Here is how to build a Tanzania trip that does justice to everything the country has to offer.
The Foundation: Getting the Timing Right
The most important decision in planning a Tanzania trip is when to go. The great wildebeest migration, one of the most extraordinary wildlife spectacles on the planet, is a year-round event but its location changes significantly through the year. The famous river crossings in the Mara region happen roughly between July and October. The calving season in the southern Serengeti happens between January and March.
This timing has a significant practical implication: the lodge or camp you book for your safari needs to be in the right part of the Serengeti at the right time of year. Booking beautiful, expensive accommodation in the wrong location at the wrong time of year is a very expensive way to see very few animals.
Ask your safari operator, specifically and insistently, where the migration is during your travel dates and where they are booking you in relation to it. If they cannot answer this clearly, find someone who can.
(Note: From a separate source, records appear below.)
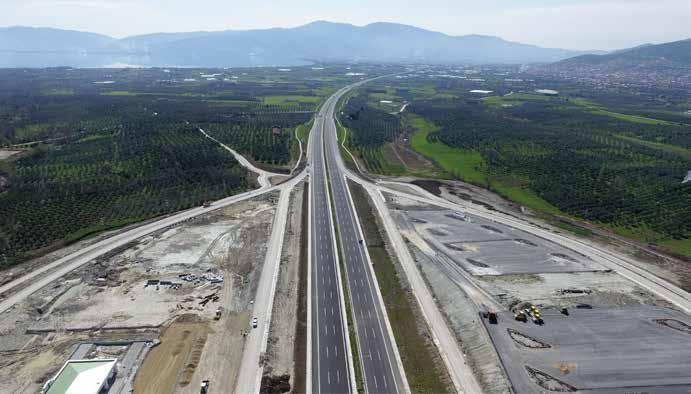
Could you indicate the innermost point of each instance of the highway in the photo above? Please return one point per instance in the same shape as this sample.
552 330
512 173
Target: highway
377 353
332 222
330 363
Kilimanjaro First or Safari First?
Most itineraries put Kilimanjaro first and the safari after. There is a logic to this: you want to be at your fittest and best-rested at the start of the climb, and the safari requires considerably less physical effort.
The safari after the climb also provides a psychological reward that is valuable in its own right. Eight days of sustained physical effort followed by the luxury of a safari vehicle, three-course dinners, and lying in a camp bed watching elephants from the veranda is a transition that most Kilimanjaro climbers describe as one of the highlights of the entire trip.
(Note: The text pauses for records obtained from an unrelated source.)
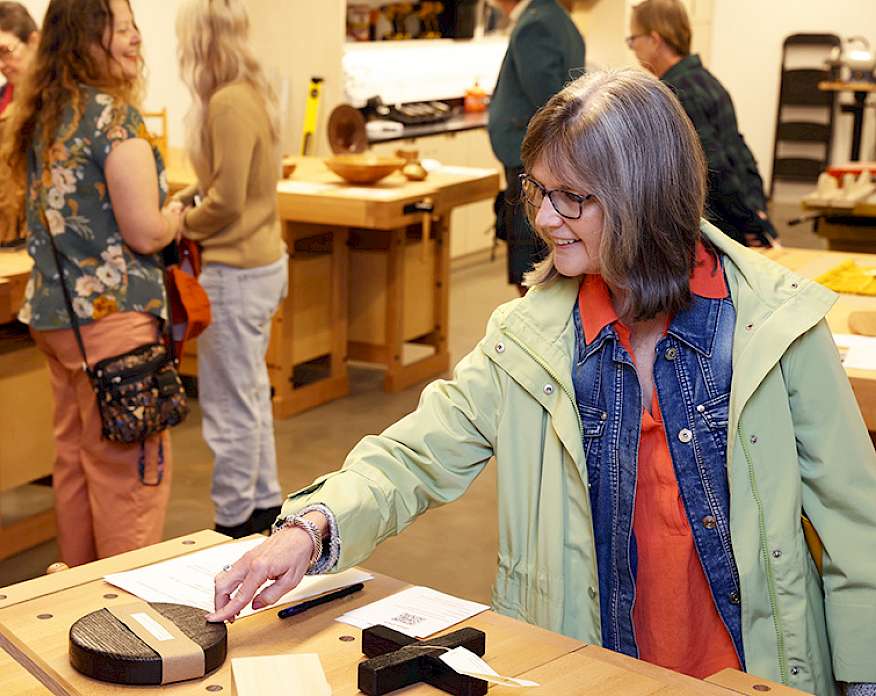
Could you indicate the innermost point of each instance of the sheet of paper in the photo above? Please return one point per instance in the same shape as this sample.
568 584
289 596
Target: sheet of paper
280 675
464 661
189 579
416 611
857 352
We always recommend climb first, safari after.
The Serengeti
The Serengeti National Park covers approximately 14,750 square kilometres. It is one of the oldest ecosystems on Earth and one of the few places left where large-scale wildlife migrations still occur in their original patterns. The scale of it from the air, or from the top of a kopje at dusk, is one of those things that rearranges your sense of proportion in a permanent way.
Plan for at least three nights in the Serengeti. Two nights is possible but insufficient. Five nights is not too many for a first visit. The game drives in the early morning, when the light is extraordinary and the predators are active, are worth the early wake-up calls.
Ngorongoro Crater
The Ngorongoro Conservation Area and its extraordinary crater should be on any Tanzania itinerary. The crater is a collapsed volcanic caldera whose floor forms a self-contained ecosystem supporting one of the highest densities of wildlife in Africa. Lions, elephants, black rhinos, hippos, flamingos. All of them visible, often all of them in the same day.
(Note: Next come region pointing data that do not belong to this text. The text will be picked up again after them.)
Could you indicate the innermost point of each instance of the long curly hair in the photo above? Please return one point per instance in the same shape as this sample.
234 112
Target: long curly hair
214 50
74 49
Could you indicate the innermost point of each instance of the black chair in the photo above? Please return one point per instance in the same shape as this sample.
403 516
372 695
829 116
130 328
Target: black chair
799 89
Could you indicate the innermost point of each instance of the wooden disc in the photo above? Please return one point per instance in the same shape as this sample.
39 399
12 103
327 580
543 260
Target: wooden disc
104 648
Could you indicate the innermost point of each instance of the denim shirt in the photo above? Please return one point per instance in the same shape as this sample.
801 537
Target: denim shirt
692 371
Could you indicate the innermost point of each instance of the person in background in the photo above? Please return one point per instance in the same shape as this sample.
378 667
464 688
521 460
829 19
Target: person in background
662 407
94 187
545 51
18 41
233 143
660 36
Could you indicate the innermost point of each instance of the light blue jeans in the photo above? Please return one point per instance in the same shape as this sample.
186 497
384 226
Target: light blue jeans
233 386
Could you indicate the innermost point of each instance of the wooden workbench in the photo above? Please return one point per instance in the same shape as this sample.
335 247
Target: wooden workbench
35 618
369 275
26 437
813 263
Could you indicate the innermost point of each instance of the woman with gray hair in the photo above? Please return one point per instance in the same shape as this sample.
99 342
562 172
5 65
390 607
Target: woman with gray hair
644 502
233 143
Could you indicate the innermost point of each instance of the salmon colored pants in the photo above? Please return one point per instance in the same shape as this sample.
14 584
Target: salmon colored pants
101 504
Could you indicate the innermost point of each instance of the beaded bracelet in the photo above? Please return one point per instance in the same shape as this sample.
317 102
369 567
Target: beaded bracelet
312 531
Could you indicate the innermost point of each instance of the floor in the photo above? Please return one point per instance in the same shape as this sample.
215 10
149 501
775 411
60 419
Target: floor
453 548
It looks, the first time you drive over the rim and see the crater floor spread out below you, like someone has rendered it in CGI. It is entirely real. Spend at least a full day here.
Tarangire National Park
Less visited than the Serengeti or Ngorongoro, Tarangire is extraordinary in its own right. Famous for its elephant population, one of the largest concentrations of elephants in Africa and its ancient baobab trees. If you are arriving in Tanzania from the south and passing through this region, building in a day or two in Tarangire is well worthwhile.
The Practical Notes
Book accommodation in the right location for your dates. Ask about the migration specifically.
Fly between parks if your budget allows. The drives between the Serengeti, Ngorongoro, and Arusha are long and the roads are not always smooth. A light aircraft transfer is expensive and worth it.
Work with an operator who knows Tanzania. Not just Kilimanjaro. The country rewards depth of knowledge and generic tour operator packages often deliver generic experiences.